The year 1967 will forever be remembered as the year of the Summer of Love. It was a remarkable year, a year that transformed our entire culture. It was the year of Sgt. Pepper’s Lonely Heart Club Band, Are You Experienced? and Disraeli Gears. It was the year of “Light My Fire,” “Somebody to Love,” “A Whiter Shade of Pale” and “For What it’s Worth” ("There’s something that happened here/What it is ain’t exactly clear..."). It was the year that the Grateful Dead, Pink Floyd, the Velvet Underground, Moby Grape and Country Joe and the Fish all released their debut albums. It was the year of the Human Be-In and the Monterey Pop Festival. It was the year that free-form FM radio hit the airwaves and the first issue of Rolling Stone magazine hit the newsstands.
Nineteen-sixty-seven was also the year that a Beatle—Paul McCartney—publicly admitted taking LSD, and that two Rolling Stones—Mick Jagger and Keith Richards—were jailed on drug charges. And, in fact, drugs—in particular, marijuana and LSD—were one of the key factors fueling this dramatic burst of creativity. It was, as we now know, the psychedelic era.
But drugs were not the only agent of change. The baby-boom generation, born after World War II, had come of age. They were better educated and more financially secure than any generation before or after, and they were determined to make their mark. They spoke out against the war in Vietnam (by 1967, 460,000 U.S. troops were stationed there; 13,000 had already been killed in battle) and in favor of civil rights. The pill had altered sexual mores, and rock and roll, which only a few years earlier had been dismissed as a fad, was now being taken seriously as the voice of this new generation.
No cities reflected these changes more than San Francisco and London.
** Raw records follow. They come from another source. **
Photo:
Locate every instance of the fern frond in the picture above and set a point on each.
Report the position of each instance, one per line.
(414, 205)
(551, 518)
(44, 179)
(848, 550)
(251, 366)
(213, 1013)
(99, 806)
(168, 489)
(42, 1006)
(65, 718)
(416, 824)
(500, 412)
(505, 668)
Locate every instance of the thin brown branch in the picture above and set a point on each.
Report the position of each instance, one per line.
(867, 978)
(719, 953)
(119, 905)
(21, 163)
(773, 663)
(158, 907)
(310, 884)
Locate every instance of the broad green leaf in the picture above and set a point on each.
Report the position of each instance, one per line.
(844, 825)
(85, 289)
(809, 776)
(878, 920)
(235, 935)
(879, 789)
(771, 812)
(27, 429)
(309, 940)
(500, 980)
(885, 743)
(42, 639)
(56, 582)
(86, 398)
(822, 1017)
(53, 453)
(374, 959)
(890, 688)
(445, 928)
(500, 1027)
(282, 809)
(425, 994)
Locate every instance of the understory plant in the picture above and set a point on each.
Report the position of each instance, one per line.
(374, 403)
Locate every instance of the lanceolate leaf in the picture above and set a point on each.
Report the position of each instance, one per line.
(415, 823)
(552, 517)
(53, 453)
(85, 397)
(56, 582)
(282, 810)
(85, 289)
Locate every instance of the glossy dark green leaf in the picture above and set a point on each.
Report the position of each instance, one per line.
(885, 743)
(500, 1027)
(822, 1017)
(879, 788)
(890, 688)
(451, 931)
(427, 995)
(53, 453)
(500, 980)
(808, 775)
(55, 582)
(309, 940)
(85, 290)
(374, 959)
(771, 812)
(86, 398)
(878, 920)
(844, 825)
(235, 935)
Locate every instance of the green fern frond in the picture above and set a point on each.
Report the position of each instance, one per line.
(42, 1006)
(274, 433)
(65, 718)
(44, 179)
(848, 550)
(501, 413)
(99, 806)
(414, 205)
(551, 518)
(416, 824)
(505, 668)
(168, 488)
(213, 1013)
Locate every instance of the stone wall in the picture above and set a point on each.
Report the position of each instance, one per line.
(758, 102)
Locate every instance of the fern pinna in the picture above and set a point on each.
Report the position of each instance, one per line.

If you were a teenager in 1967, those were the cities that were calling out to you; Scott McKenzie, a Los Angeles folkie, had a Number One hit that year with the song “San Francisco (Wear Some Flowers in Your Hair).” And London, with the Beatles in the forefront, was having the same impact in Europe.
The events of 1967 didn’t emerge from a vacuum. The first rumblings of psychedelia were heard as early as 1965, when the Beatles released Rubber Soul, when Ken Kesey began holding Acid Tests near San Francisco, when a Beat-poetry reading at the Royal Albert Hall caused a like-minded group of people to coalesce in London, when a San Francisco group called the Charlatans took over as the house band at the Red Dog Saloon in Virginia City, Nevada. By 1969, psychedelia had permeated much of our culture, from fashion to art to literature. The crowning event of the era—1969’s Woodstock Music and Art Fair—signified to the whole world that a significant cultural shift had taken place.
In many quarters, it is now common to blame all of the social ills of the Nineties on the events of this era. And, indeed, the world had not found nirvana. Drugs, for example, may have been responsible for many of the artistic and cultural developments of the period, but they also took their toll. Some of the generation’s brightest lights, such as Jimi Hendrix, Janis Joplin, Jim Morrison and Jerry Garcia, died premature deaths, at least in part because of their abuse of drugs. Yet this period, unlike the Nineties, was a time of hope, a time of optimism. It was a time when people valued personal freedom and social equality. It was a time when anything seemed possible. People thought they could change the world—and they did.